1. It is the most humane, safest, most effective and most ethical bullet placement.

2. It has a much larger effective hit area than the Heart bullet.

3. Rifle hunters have a greater chance of hitting the CNS hit area than the Heart.

4. It is very tolerant of oblique shooting angles sideways.

5. It is the only bullet placement that always results in fall in the shot.

6. It is the bullet placement that most likely gives the shortest: “Time from hit to unconsciousness.

7. In tall vegetation (e.g. in tall grass) the CNS hit area is seen better than the heart area.

8. Claims that the CNS bullet causes “pin shots” are demonstrably wrong.

9. Claims that the CNS bullet causes too much flesh destruction are unreasonable.

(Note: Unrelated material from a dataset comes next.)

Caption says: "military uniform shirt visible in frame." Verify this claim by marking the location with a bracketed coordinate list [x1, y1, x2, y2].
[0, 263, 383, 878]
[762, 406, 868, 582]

10. You avoid a lot of hassle and difficulties that escape distances can always cause.

 

So unless someone can seriously and well-foundedly refute what is described and shown here, I suggest for everyone’s good: “Fire the Heart bullet (the “Low shoulder shot”) and use the CNS bullet – and discard the shooting range targets, which misleadingly lure inexperienced rifle hunters into believing, that the effective hit area is much larger than it actually is, and that a lung bullet is best. 

 

However, the story should include:

The “High shoulder Hit´s” double lung bullet can never be avoided – and here it is important to hit in the upper, front parts of the lungs and correct correctly for oblique shooting angles, bullet drop and crosswind, so that all hits become double lung bullets in the thickest possible parts of the lungs – which are just below the hit area of the CNS bullet, and where very vital branches of large veins and arteries to and from the lungs are located.

 

A replacement of the high and low shouldershoot could look like this for roe deer: 

 

Photo source: Schweisshunderegisteret, with the new purpose of showing the best hit areas on deer.

 

The framed white area is the best hit area, second only to the yellow framed CNS hit area, where hits in the central nervous system of the neck should be avoided.

 

The white framed hit area also applies to bowhunters, where hits in strong bone structure can cause the arrow to stop (tamp) or the arrow’s direction can be deflected.

 

And for red deer, a replacement for high and low shoulder bullet could look like this:

 

 

What does the Danish Hunters’ Association say?

 

The long-running discussion about the central nervous system and “tap shots” should not surprise anyone, as even the Danish Hunters’ Association (DJ) Danmarks Jægerforbund in this Link and in this link writes verbatim: “A shot that hits the central nervous system will make the animal unable to escape, as it is paralyzed, but this shot placement is not appropriate, as the animal will die more slowly than with the recommended shot on the blade”.

 

This statement from the Danish Hunters’ Association is, in my opinion and opinion, directly wrong and misleading, as a large Quantity of material within medical science and forensic medicine identifies precisely the rather large primary part of the central nervous system as both the fastest killing target and at the same time the fastest immobilizing target (for many completely understandable, obvious and carefully explained organ physiological reasons). – This is also confirmed in experiences from wars, just as it is confirmed by special forces specializing in the fastest possible killing and stopping shot placements. Famous big game hunters have said the same thing. 

 

– And my many years of experience are exactly the opposite of DJ’s statement, as not a single CNS bullet fired has led to anything other than the animal dying as quickly as possible.

 

And only a hit in the rear part of the central nervous system (behind the lungs) will be able to cause immobility without unconsciousness, and therefore a long: “Time from hit to unconsciousness” and a long time to death, as the Danish Hunters’ Association writes – but this is not a CNS bullet in the primary part of the central nervous system, which is located in the brain, in the cervical vertebrae and in the front part of the spine to approximately where the lungs end.

 

See also: Netnatur.dk/cns-kuglen-og-den-nye-alternative-hjerte-og-lungekugle + Netnatur.dk/cns-kuglen + Netnatur.dk/hvad-sker ved-kugletraef/piletraef – where all of the above is substantiated and explained in more detail – and where you can choose the language.